Quando si dice la creatività dei giovani e le ispirazioni che possono derivare dal loro sguardo, libero e disincantato, non condizionato da quel tanto di postura più rigida, meno flessibile che noi inevitabilmente accumuliamo. E’ bastato incontrarli e già ci insegnano, ci offrono prospettive, visioni nuove.

La proposta di Simone Righini – uno dei giovani che Giorgio Rivolta ha chiamato a collaborare al Laboratorio di formazione politica – diretta a creare per i giovani una sorta di anticamera per la formale adesione al partito, uno spazio – si badi bene – non pre-politico, ma, si potrebbe dire – se ho compreso bene – di “pre-militanza”, è di grande interesse. Evoca, peraltro, una riflessione che – sia pure per accenni, poi abbandonata, ma sicuramente da riprendere – è intervenuta anche tra alcuni di noi, fin dai tempi dello Statuto. Riflessione che oggi, a maggior ragione, si impone dopo la disastrosa prova che gli attori bipolari ed i singoli partiti che, dall’una o dall’altra parte vi concorrono, hanno dato di sé nella vicenda del Quirinale.

Noi stessi abbiamo dato vita al partito, ma sostanzialmente – né potevamo fare diversamente, nell’urgenza dei tempi – ci siamo attenuti, grosso modo, alla fisionomia classica del partito nella sua accezione tradizionale e, dunque, datata. Con ogni probabilità, la crisi profonda che oggi sta sfarinando gli attori in campo, trova anche qui, in questa storica inadeguatezza strutturale, la sua ragion d’essere. Infatti, si tratta, anche per noi, di andare ben oltre e di immaginare, potremmo dire, il partito del tempo post-moderno.

Finora abbiamo raffigurato questa necessaria ricerca nella formula: passare dal partito piramidale al partito “a rete”.
Dalla stagione del collateralismo, alla stagione di una articolazione plurale di ruoli e di funzioni, vissuta come una ricchezza piuttosto che come una dissipazione di energie. Ma onestamente questo non è che un modesto “incipit” per una riflessione sistematica che deve andare ben oltre. Più che ad un semplice aggiornamento dello Statuto, dobbiamo riprendere questo approfondimento. Insomma, dal nuovo partito al partito “nuovo”.

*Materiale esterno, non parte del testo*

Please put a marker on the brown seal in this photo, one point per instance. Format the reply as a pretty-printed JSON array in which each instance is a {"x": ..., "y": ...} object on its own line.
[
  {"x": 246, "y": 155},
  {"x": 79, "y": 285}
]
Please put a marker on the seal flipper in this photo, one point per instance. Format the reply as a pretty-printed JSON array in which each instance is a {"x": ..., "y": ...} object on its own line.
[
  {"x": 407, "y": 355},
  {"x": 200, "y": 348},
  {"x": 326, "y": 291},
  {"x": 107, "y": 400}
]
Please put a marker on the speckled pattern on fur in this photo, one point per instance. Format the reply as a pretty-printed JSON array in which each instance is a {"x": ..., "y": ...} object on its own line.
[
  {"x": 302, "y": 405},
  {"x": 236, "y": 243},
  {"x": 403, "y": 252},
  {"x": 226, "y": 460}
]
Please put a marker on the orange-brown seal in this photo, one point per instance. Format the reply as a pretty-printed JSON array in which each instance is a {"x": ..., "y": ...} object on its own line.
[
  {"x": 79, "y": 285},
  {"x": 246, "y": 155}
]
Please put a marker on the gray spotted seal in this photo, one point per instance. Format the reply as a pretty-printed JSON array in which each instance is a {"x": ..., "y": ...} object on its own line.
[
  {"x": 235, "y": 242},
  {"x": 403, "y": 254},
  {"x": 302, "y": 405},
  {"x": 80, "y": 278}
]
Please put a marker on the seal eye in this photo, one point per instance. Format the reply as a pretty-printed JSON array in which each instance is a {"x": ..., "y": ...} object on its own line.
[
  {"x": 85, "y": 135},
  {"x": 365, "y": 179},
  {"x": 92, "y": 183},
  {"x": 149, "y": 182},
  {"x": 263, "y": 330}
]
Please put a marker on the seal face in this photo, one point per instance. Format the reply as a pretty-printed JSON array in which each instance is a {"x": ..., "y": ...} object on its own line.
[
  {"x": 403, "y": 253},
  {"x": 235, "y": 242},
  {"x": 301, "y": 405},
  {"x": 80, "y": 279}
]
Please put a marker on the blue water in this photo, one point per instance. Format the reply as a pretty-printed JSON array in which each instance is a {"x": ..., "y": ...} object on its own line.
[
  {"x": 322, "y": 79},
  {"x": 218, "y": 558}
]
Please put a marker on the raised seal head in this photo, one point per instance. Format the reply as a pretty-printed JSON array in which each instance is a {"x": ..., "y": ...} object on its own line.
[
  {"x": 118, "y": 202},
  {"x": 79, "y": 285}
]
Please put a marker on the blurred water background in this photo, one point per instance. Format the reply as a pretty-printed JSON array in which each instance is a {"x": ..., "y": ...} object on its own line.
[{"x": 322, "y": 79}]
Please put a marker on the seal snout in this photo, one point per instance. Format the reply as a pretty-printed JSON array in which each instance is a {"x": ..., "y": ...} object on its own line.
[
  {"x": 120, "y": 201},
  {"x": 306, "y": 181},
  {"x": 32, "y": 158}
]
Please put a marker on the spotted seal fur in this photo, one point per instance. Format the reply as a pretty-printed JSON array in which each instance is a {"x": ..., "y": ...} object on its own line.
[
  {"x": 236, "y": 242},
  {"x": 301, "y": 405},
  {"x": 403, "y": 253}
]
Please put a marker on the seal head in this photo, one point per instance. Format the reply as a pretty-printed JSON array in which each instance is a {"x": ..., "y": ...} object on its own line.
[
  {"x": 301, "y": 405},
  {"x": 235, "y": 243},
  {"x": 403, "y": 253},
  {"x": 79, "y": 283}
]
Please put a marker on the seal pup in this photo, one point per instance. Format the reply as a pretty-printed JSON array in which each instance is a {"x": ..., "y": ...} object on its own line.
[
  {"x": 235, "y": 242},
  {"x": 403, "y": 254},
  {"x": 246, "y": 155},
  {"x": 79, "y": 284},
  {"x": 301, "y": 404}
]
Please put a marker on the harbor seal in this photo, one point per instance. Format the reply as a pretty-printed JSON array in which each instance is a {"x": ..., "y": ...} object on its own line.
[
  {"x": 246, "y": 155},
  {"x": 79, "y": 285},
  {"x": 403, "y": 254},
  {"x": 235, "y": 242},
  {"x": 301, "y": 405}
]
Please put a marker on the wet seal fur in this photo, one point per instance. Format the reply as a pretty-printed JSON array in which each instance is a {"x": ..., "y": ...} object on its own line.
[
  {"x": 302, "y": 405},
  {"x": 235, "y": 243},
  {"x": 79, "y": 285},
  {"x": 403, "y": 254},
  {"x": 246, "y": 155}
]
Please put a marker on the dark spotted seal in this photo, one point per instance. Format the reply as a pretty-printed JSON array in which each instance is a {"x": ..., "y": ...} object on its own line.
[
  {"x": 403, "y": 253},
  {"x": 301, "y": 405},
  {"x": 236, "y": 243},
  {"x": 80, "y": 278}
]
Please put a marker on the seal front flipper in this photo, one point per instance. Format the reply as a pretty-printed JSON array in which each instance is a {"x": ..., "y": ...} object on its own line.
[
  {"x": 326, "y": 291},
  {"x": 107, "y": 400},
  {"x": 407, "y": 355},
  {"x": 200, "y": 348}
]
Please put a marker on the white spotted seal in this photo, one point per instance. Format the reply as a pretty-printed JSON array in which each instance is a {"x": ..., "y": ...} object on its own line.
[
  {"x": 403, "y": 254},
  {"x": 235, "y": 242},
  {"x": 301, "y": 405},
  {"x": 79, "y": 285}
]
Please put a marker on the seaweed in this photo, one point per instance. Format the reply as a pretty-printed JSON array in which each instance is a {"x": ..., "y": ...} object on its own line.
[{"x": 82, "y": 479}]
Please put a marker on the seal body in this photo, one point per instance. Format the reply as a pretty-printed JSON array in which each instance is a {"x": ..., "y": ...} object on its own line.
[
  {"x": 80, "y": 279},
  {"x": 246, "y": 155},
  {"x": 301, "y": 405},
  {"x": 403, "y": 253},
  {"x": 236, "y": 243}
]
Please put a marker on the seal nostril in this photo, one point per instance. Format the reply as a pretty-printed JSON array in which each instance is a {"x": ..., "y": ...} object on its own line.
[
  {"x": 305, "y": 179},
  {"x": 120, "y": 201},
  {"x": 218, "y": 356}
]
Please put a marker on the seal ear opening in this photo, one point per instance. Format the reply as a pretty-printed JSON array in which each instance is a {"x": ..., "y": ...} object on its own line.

Se concepiamo la politica come quel “pensare politicamente” che non si esaurisce nel palazzo, bensì la schioda dal palazzo e l’assume come dimensione “vissuta”, destinata ad arricchire la “cittadinanza” di ognuno, dobbiamo ammettere come la “militanza”, nel senso tradizionale del termine, sia l’espressione più compiuta dell’impegno politico, ma, di per sé, non l’unica. Insomma, dobbiamo lavorarci. Ad esempio – e mi fermo qui – la “competenza” come la strutturiamo, anche con un concorso non “collaterale” o subalterno, ma critico, libero e paritario, nella chiarezza dei ruoli, anche con soggetti singoli o collettivi che non sono immediatamente organici al partito?

Insomma, spazio e gratitudine ai giovani convintamente impegnati in INSIEME che l’amico Rivolta e coloro che con lui collaborano alla creazione del Laboratorio, sta accompagnando in un percorso di grande interesse.
Consentendoci di scoprire – perfino inaspettatamente per molti di noi – che INSIEME è, con ogni probabilità, percentualmente, se non il più giovane, uno dei partiti più giovani in campo.